In plain English, professors and students alike must appreciate that certain ways of communicating are perfectly appropriate for some situations, such as short summations sent by text messaging, informal notes passed through e-mail, and everyday jargon that may be expected in some social or familial circles.

One style of communicating should not be deemed as better, more valuable, or more intellectual than another style. Rather, each may be necessary in a certain setting. In a college composition class, though, students will benefit from learning another vernacular – the one most commonly shared amongst those in the world of research and citation and communication. I venture to say that this skill is helpful in other arenas too.

This idea of code-shifting, knowing when to use which form of communication, is far-reaching in its implications. As a mom to young children, I try to speak in ways they can understand. And whenever I am speaking to a group of women at a retreat or a Bible study, I speak in ways appropriate to that setting.

Then there’s the writing.

After three years in a graduate program for rhetoric and composition, I found that my own writing voice had become so formal that it took me some time to shift gears. Blogging, however, has been a great remedy for that. At first, my blog posts resembled longer paragraphs and lengthier sentence structures. There was even a somewhat “detached” voice – the kind that has become a hallmark in scientific writing. But the medium of blogging allows for a more casual tone. Now I find that I can switch back and forth more easily, depending on the writing requirement.

Code-shifting. It’s a great skill both in writing and in speaking.

Do you find yourself speaking or writing differently
depending on your audience?

2 thoughts on “The Importance of Code-Shifting When Writing

  1. First I had to stop laughing out loud over the “cheeks hurt from absent-minded smiling” comment. 🙂 Hurray for you !!!

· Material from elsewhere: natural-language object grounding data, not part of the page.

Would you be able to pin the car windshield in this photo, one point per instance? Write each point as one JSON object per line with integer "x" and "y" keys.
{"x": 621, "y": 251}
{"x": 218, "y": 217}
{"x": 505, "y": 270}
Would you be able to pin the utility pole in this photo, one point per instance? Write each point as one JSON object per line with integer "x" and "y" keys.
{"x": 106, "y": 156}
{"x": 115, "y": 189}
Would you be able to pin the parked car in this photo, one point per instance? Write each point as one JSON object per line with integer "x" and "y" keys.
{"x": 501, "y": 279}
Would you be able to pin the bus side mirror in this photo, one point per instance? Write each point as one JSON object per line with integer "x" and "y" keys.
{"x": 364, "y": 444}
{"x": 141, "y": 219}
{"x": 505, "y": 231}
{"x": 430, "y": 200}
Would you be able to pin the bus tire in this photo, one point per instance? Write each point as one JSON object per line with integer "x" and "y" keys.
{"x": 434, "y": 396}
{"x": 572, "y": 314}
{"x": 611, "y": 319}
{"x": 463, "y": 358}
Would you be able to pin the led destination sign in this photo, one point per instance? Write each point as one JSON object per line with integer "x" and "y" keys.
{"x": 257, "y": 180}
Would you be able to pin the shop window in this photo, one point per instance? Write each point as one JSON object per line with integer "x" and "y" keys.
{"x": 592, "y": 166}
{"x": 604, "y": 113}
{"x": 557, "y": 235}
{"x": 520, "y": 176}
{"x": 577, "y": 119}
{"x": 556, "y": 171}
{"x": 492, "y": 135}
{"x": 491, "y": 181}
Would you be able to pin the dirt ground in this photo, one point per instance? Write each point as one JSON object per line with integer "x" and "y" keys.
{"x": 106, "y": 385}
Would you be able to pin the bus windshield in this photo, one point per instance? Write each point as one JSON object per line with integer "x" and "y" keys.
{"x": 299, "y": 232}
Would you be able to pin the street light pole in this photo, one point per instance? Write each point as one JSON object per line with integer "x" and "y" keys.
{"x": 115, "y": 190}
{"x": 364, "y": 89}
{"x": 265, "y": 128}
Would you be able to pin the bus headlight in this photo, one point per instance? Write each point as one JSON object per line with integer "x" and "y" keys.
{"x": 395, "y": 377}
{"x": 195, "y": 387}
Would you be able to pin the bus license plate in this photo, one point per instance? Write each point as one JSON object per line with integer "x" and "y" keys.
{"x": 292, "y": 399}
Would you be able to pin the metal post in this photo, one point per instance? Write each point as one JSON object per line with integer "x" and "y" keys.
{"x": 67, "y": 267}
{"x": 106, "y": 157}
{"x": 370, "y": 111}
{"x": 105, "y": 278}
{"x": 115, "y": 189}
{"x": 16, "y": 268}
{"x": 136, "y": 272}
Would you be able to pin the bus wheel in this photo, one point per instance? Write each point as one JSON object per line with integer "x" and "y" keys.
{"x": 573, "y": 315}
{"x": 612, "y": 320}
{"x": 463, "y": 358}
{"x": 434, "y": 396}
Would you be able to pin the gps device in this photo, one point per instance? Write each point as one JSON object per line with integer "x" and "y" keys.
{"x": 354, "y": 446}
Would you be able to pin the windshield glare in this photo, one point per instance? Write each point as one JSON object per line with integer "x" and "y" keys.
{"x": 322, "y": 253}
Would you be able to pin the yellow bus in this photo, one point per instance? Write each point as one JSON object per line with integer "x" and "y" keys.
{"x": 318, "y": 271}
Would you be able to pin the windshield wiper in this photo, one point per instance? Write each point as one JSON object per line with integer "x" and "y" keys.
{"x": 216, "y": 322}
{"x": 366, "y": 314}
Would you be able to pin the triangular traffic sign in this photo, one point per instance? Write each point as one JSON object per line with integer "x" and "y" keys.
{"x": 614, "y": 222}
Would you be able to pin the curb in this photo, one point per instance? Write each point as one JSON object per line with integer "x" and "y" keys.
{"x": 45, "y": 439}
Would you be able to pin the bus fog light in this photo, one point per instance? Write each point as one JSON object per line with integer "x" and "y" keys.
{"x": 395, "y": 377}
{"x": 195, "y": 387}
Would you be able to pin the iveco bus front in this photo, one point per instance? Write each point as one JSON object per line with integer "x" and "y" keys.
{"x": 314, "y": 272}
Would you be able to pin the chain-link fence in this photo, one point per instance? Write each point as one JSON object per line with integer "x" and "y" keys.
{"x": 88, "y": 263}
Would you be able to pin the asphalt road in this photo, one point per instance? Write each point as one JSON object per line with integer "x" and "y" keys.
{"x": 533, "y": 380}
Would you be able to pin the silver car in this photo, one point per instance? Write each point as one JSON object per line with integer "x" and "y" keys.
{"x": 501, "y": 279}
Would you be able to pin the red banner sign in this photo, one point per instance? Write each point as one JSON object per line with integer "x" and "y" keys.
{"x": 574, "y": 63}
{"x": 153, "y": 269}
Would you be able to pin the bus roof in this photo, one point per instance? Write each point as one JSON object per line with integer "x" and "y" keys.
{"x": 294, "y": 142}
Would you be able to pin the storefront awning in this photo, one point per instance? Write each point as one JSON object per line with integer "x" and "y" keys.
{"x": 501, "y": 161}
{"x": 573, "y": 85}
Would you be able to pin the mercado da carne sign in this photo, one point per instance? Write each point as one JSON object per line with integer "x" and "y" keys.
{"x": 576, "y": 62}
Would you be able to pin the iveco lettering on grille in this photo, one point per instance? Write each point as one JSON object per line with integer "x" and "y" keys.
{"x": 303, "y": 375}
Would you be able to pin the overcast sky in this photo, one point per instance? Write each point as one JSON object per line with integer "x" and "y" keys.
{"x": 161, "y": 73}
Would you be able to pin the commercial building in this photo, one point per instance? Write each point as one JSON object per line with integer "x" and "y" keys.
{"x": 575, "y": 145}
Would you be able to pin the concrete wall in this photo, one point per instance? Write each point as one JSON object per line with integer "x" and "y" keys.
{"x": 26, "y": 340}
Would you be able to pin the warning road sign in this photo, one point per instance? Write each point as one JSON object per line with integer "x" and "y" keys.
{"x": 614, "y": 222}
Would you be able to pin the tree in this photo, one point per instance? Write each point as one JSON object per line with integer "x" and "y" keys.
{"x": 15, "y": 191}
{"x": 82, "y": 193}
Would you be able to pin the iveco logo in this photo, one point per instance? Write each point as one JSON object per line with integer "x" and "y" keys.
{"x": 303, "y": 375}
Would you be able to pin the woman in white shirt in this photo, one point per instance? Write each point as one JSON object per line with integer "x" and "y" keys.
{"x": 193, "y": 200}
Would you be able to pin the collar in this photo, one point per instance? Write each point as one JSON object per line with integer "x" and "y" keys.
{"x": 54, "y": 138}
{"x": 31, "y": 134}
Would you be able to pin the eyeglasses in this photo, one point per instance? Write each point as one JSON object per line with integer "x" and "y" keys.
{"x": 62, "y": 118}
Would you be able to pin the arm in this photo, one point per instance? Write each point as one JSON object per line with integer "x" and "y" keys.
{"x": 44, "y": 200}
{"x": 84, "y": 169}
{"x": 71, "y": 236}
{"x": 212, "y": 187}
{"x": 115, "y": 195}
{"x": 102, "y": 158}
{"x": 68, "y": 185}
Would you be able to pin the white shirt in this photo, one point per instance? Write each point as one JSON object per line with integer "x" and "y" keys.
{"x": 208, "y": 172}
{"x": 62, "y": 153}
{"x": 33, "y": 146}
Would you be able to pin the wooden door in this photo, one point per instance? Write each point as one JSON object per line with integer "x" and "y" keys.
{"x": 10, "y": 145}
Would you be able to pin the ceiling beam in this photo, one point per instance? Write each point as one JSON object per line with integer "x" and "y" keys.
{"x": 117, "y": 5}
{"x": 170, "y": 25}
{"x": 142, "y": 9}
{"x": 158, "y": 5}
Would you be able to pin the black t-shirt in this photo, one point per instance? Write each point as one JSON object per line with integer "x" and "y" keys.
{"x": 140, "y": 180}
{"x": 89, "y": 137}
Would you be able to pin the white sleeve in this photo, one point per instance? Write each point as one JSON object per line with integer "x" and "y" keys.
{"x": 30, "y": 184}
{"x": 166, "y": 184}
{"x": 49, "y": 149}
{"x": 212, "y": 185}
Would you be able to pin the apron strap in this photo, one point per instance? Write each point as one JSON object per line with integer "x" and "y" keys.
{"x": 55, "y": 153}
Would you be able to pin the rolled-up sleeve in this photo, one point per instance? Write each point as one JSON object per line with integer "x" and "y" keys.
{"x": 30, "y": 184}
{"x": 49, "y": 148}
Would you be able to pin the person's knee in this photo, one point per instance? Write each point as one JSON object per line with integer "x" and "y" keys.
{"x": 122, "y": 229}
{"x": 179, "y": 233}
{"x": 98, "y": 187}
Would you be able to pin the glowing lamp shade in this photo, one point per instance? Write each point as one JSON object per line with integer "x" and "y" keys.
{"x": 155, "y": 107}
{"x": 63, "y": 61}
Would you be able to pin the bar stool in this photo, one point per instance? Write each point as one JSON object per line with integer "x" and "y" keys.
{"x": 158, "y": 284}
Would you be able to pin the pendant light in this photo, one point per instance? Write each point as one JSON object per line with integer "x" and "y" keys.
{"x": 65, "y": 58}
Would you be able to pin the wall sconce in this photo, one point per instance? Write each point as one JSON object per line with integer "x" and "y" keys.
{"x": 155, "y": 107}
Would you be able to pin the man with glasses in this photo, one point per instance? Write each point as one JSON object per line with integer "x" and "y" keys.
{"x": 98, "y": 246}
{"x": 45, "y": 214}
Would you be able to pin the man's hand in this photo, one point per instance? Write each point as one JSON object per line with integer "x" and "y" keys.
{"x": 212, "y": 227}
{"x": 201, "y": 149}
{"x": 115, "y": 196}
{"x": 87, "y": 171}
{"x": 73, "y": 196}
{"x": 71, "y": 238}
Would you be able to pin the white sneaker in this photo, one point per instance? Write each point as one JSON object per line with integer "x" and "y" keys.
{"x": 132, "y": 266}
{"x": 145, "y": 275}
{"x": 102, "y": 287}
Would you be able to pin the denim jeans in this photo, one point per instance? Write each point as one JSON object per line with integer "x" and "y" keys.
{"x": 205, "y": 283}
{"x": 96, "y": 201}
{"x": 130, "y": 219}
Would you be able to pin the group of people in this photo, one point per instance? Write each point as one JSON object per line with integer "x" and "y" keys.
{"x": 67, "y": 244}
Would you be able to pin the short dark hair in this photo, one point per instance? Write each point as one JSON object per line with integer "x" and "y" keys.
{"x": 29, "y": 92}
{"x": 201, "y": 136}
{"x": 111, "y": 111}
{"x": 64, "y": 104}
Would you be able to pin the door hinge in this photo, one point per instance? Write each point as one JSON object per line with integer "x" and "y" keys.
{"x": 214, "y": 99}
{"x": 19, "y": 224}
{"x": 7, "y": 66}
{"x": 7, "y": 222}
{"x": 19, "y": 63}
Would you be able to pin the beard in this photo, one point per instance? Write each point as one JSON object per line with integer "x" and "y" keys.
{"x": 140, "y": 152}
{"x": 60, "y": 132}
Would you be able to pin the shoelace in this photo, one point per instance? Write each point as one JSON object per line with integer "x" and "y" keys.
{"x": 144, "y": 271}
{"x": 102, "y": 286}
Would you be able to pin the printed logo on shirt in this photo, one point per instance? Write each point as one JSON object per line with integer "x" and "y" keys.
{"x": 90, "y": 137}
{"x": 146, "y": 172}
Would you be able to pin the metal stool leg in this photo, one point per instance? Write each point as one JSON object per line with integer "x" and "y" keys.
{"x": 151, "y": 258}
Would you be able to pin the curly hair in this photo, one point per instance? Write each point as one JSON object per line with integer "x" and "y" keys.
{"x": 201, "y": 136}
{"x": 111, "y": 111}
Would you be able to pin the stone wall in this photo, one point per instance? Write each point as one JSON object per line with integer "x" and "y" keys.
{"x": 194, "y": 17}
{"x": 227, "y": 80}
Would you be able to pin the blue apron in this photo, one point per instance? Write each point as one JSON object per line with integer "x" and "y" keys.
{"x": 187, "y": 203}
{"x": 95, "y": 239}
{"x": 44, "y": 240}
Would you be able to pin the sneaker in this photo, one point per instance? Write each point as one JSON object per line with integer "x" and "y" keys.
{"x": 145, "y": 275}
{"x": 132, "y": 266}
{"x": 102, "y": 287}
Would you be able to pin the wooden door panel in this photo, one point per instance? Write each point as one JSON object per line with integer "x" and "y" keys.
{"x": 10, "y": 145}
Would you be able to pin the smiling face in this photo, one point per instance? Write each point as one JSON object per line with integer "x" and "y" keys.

    Yes, I code shift, even among my own blog posts. The group In Other Words Tuesdays has a more solemn tone to it. My other posts tend to be more humorous.

    I learned something today – I am a code-shifter. I wonder if that is akin to a shape-shifter? Probably not.
    Happy Tuesday !!

  2. What an informative post. I do find I have to rewrite often to reach an extensive audience. More often than not I'm sad to report what I think is written with clarity, has been interpreted far from the mark I was hoping to set.